Next, we construct monthly labor force data for the United States from April 1929 by concatenating two series:

  1. Civilian labor force for the United States from January 1948 to the most recent date available. FRED series ID: CLF16OV.
  2. Historical national population estimates from Population Estimates Program, Population Division, U.S. Census Bureau. The source data are annual from July 1, 1900 to July 1, 1999 and not seasonally adjusted. We extend the data to monthly frequency by linear interpolation and discard observations before April 1929 and after January 1948. Then we scale this series so that its value in January 1948 equals the value of the civilian labor force series for the same date.
In [12]:
# Civilian labor force over 16 years of age in thousands of persons: January 1948 to present;
# Seasonally adjusted
lf_1 = fp.series('CLF16OV')
lf_1 = lf_1.window(['01-01-1800','06-01-2216'])
lf_1 = pd.Series(lf_1.data,index=pd.to_datetime(lf_1.dates))
In [13]:
# Historical National Population Estimates:  July 1, 1900 to July 1, 1999
# Source: Population Estimates Program, Population Division, U.S. Census Bureau
# Annual, Not seasonally adjusted

# Retrieve data from Census
dls = 'http://www.census.gov/popest/data/national/totals/pre-1980/tables/popclockest.txt'
dls = 'https://www.census.gov/population/estimates/nation/popclockest.txt'
urllib.urlretrieve(dls, 'popclockest.txt')

# Import data and edit file
with open('popclockest.txt','r') as newfile:
    lines = newfile.readlines()
    
# Remove leading and trailing whitespace and overwrite spaces in with tabs in lines
newlines = []
for i,line in enumerate(lines):
    
    newline = line.rstrip().lstrip()
    newline = newline.replace('              ','\t')
    newline = newline.replace('          ','\t')
    newline = newline.replace('      ','\t')
    newline = newline+'\n'
    newlines.append(newline)

# Collect the population and date information
pop = []
dates=[]
for i,line in enumerate(newlines[9:]):
    
    if len(line.split('\t'))==4:
        line_split = line.split('\t')
        dates.append(line_split[0])
        pop.append(float(line_split[1].replace(',','')))

# Form the series
lf_2 = pd.Series(pop,index = pd.to_datetime(dates))

# Resample data as monthly and interpolate
lf_2 = lf_2.sort_index()
lf_2 = lf_2.resample('M').mean().interpolate()

# Set dates to begining of month instead of middle
lf_2.index = lf_2.index + pd.offsets.MonthBegin(0)

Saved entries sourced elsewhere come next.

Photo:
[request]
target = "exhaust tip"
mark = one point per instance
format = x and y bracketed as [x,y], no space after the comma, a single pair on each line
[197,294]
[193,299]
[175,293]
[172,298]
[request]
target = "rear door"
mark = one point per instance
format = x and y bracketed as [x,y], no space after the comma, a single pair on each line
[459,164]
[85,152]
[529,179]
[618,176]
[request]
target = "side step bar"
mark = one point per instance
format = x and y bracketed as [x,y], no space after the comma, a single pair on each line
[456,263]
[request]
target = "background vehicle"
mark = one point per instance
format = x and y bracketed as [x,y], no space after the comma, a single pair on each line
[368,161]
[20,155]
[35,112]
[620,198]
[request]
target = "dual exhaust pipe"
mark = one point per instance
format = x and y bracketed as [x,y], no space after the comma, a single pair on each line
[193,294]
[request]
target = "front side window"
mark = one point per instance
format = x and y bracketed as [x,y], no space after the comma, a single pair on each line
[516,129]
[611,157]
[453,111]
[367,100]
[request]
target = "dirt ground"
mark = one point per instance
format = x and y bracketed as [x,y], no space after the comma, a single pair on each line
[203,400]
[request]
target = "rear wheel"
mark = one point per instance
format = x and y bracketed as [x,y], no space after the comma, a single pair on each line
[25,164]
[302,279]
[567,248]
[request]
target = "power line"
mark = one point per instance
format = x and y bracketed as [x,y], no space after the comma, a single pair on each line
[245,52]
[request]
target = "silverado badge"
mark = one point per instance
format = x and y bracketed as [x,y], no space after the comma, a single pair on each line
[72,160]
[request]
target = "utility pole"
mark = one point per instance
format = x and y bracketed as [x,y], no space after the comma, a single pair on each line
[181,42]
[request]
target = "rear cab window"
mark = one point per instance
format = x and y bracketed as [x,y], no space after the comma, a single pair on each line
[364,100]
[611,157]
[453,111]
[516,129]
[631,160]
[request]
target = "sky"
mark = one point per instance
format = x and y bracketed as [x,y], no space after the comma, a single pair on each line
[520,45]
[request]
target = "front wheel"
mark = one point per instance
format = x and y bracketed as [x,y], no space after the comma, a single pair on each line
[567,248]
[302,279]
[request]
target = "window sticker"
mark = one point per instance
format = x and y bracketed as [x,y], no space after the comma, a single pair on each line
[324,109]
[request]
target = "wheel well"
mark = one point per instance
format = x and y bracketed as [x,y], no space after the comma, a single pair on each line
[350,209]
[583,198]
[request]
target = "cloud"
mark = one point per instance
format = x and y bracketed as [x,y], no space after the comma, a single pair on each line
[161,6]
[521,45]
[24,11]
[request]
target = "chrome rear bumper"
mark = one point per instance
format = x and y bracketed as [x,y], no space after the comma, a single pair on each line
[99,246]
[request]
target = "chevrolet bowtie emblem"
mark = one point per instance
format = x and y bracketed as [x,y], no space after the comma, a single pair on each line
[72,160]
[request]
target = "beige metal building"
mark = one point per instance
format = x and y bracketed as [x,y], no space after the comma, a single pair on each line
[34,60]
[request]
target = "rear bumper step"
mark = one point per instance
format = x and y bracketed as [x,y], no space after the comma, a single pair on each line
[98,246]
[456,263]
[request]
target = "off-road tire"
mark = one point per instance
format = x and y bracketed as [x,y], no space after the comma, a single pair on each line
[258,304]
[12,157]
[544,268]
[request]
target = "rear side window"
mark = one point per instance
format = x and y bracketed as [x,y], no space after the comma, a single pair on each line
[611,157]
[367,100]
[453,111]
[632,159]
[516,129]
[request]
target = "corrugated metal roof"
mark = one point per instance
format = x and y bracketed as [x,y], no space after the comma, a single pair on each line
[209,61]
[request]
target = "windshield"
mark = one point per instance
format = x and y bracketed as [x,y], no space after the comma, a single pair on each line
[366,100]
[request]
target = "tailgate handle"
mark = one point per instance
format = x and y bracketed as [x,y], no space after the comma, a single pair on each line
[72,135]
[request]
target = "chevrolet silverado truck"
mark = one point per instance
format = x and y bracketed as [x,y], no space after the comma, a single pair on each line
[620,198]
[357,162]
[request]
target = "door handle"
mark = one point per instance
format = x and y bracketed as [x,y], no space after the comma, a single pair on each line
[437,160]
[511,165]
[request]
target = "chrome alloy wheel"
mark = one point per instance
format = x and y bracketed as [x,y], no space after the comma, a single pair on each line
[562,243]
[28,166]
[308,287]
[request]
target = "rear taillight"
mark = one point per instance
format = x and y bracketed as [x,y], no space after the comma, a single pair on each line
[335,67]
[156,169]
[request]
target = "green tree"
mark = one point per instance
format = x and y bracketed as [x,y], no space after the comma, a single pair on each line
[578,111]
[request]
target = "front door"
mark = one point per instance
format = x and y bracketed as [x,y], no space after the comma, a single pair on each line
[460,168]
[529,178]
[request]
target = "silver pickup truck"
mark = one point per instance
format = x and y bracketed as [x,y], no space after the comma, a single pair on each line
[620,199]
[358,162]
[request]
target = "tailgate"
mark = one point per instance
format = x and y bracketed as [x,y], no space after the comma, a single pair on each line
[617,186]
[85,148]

# Compute a scaling factor to ensure that the Jaunary 1, 1948 values of the first LF series match 
# the second.
scaling = lf_1.iloc[0]/lf_2[lf_2.index==pd.to_datetime('1948-01-01')].values[0]
lf_2 = scaling*lf_2[(lf_2.index>=pd.to_datetime('1929-04-01')) & (lf_2.index<pd.to_datetime('1948-01-01'))]
In [14]:
# Plot the two truncated and scaled series to verify that they line up
fig = plt.figure()
ax = fig.add_subplot(1,1,1)
ax.plot_date(lf_2.index,lf_2,'-',lw=3,alpha = 0.65)
ax.plot_date(lf_1.index,lf_1,'-',lw=3,alpha = 0.65)
ax.set_title('Labor force')
ax.grid()

fig.tight_layout()
In [15]:
# form the labor force series
labor_force_series = lf_1.append(lf_2).sort_index()

# plot the series and save the figure
fig = plt.figure()
ax = fig.add_subplot(1,1,1)
ax.plot_date(labor_force_series.index,labor_force_series/1000,'-',lw=4,alpha = 0.65)
ax.set_title('Labor force')
ax.set_ylabel('Millions of persons')
ax.grid()

fig.tight_layout()
plt.savefig('fig_data_labor_force.png',bbox_inches='tight',dpi=120)

Vacancy rate

Now that we have a vacancy series and a labor force series, we compute the monthly vacancy rate for the Unite States by dividing the vacancy rate series by the labor force series. Following Petrosky-Nadeau and Zhang (2013), we scale the result so that the average vacancy rate for 1965 is 2.05\% in order to match the vacancy rate estimate for 1965 obtained by Zagorsky (1998).

In [16]:
# Construct the vacancy_rate series
vacancy_rate_series = vacancy_series_unscaled / labor_force_series

# Compute a scaling factor to ensure that the average vacancy rate for 1965 is 0.0205
scaling = vacancy_rate_series[(vacancy_rate_series.index>=pd.to_datetime('1965-01-01')) & (vacancy_rate_series.index<=pd.to_datetime('1965-12-01'))].mean()/0.0205

vacancy_rate_series = 100*vacancy_rate_series/scaling

vacancy_series = vacancy_rate_series*labor_force_series/100
unemployment_series = unemployment_rate_series*labor_force_series/100
market_tightness_series = vacancy_series/unemployment_series
In [17]:
# plot the series and save the figure
fig = plt.figure()
ax = fig.add_subplot(1,1,1)
ax.plot_date(vacancy_rate_series.index,vacancy_rate_series,'-',lw=4,alpha = 0.65)
ax.set_ylabel('Vacancy rate')
ax.grid()

fig.tight_layout()
plt.savefig('fig_data_vacancy_rate.png',bbox_inches='tight',dpi=120)

Organize data

In the rest of the program, we organize the data into dataframes, construct plots that we use in our paper, and export datasets that can be used to replicate our figures and to investigate carefully the data more carefully.

In [18]:
# Organize data into DataFrames
df_rates = pd.concat([unemployment_rate_series,vacancy_rate_series,market_tightness_series], join='outer', axis = 1).dropna()
df_rates.columns = ['Unemployment rate','Vacancy rate','Market tightness']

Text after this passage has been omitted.